Don’t say “They’re lost” or “Passed away” because they may not understand that. This could then lead to questions which would make things harder for them to understand and could be more upsetting for both parties.

However, they still could come back with questions, but be prepared for this. Don’t worry about showing emotion in front of them, if you hide it this could lead to them hiding their emotions which is part of us all.

When telling them, tell them in a place they know well. Home would be the ideal place, in the lounge or somewhere they are comfortable. Somewhere with no distractions with the ability to then spend time with them to comfort them.

If this is a close relative, such as a parent or someone who is heavily involved in their day to day life explain the future plans. For instance explaining that when they go back to school and you go back to work the days may change of who collects or drops them off at school. Make sure you give them the facts, because they will want to be prepared.

Give yourself time to grieve

You almost become swamped with emotions worrying about your children, sometimes so emotionally drained that you’re exhausted.
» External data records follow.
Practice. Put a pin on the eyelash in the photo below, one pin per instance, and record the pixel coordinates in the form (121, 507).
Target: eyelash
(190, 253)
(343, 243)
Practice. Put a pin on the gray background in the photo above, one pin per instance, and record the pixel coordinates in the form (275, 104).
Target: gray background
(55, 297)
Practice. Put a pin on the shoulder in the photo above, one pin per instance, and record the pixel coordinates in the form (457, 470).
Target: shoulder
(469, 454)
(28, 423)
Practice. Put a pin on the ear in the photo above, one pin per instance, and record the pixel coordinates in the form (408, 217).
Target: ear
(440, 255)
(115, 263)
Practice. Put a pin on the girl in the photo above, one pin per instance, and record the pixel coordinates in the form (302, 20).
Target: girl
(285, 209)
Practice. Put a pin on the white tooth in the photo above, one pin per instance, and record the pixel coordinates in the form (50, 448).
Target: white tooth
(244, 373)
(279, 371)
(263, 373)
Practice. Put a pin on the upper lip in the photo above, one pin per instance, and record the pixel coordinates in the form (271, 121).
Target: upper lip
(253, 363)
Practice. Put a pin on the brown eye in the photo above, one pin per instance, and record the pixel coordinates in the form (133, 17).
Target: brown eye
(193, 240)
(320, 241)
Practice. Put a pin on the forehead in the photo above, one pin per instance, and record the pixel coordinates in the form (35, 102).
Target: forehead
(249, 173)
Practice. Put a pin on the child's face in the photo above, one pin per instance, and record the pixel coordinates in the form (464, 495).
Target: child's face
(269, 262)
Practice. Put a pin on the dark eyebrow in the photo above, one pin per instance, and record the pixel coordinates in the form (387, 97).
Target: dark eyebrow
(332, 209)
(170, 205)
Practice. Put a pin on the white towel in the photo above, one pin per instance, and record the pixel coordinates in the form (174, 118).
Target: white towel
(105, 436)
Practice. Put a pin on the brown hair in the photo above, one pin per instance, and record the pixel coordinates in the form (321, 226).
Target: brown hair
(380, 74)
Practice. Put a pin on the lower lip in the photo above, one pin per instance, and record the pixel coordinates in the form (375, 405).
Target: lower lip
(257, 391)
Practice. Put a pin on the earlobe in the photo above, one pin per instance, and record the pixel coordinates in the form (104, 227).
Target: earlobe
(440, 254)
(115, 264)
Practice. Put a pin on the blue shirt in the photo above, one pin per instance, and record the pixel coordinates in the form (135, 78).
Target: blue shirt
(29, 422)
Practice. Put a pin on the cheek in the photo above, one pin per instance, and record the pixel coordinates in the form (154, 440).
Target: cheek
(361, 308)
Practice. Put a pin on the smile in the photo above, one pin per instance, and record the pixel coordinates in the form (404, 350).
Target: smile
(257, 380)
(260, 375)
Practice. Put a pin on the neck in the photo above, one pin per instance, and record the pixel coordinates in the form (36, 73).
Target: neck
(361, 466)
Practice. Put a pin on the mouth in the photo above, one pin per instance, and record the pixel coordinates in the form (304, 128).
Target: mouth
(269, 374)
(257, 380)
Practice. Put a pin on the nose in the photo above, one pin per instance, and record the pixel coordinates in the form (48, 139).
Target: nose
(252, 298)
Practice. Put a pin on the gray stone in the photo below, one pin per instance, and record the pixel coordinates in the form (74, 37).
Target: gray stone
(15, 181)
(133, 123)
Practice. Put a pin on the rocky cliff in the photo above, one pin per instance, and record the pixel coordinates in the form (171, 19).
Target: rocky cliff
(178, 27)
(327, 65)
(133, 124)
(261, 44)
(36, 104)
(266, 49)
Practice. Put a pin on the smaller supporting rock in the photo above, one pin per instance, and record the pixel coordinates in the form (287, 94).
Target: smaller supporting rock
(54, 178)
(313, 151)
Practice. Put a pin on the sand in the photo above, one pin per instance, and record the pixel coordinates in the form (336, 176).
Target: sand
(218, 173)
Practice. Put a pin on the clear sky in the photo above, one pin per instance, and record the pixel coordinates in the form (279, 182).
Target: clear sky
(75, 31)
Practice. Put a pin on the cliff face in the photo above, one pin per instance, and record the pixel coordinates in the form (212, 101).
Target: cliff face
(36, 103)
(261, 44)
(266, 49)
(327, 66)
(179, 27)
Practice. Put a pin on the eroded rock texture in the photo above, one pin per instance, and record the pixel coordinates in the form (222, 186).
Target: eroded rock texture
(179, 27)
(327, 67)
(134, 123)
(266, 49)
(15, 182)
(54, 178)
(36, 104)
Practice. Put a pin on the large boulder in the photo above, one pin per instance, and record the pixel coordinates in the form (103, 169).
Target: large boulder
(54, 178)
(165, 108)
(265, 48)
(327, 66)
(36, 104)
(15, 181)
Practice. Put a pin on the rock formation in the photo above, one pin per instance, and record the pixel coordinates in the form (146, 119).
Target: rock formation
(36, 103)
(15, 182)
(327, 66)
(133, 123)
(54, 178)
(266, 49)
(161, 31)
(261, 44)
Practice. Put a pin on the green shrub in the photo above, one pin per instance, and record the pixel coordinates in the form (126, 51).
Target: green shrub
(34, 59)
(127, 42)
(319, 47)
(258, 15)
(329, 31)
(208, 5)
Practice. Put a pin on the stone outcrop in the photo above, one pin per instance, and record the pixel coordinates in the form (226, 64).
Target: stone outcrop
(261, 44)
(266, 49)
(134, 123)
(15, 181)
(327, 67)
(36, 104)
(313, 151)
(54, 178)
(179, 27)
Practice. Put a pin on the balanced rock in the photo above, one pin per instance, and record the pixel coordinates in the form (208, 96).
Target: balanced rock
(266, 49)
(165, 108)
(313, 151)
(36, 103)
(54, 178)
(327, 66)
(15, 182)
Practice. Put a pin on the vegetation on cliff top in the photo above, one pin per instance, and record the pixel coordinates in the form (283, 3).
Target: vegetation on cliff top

This can have quite a negative impact on your outlook which ultimately can reflect on your children, and this is why you need time to yourself.

Don’t try and do it alone and make sure you have a good support network around you, call those people that gave you their number in case you needed anything. This help could include getting someone to support you by entertaining your children with games or a walk to the park just so that you can give yourself time to grieve.

This can help you become more resilient and then help you deal with your emotions as well as your children’s as well as being able to support them.


Younger children may not remember all the moments spent with the deceased, so make the memories alive for them. Going through photos whilst telling them stories will help them, they may not remember when these memories happened, but you do and you can help them to keep those memories alive.

Encourage other members of the family or close friends to also tell them stories, from their memories. This will help them appreciate the happy memories rather than the more recent news of their passing.

Memory boxes are great for this, you can fill it with photos, letters, postcards or greetings cards to or from them. Then they can dip in and out of it when they want. You could also get creative with something that the deceased loved.

“Do you know what, let’s find a giraffe to colour in, nanny loved giraffes.”
“Mummy loved the colour purple, let’s put that purple feather in the box too.”
“Grandads glasses, let’s put them in your memory box to keep them safe.”


Finally, always listen. Always be attentive to them. Accept what they say or ask.

They have understood but their emotions are not consistent, they will dip in and out of emotions one minute staring into space wondering why someone has died. The next they could be putting the television on or asking for a snack. This is completely normal behaviour for them, this is called ‘puddle-jumping’.

They will say things that you cannot comprehend, but it is very important to listen and accept what they have said. If you can answer a question clearly with facts then do so, but be prepared for emotions and cuddles.

Also counselling could be a benefit, but not too early. But it’s always worth thinking about once things have settled down, anything from 6 months to 6 years.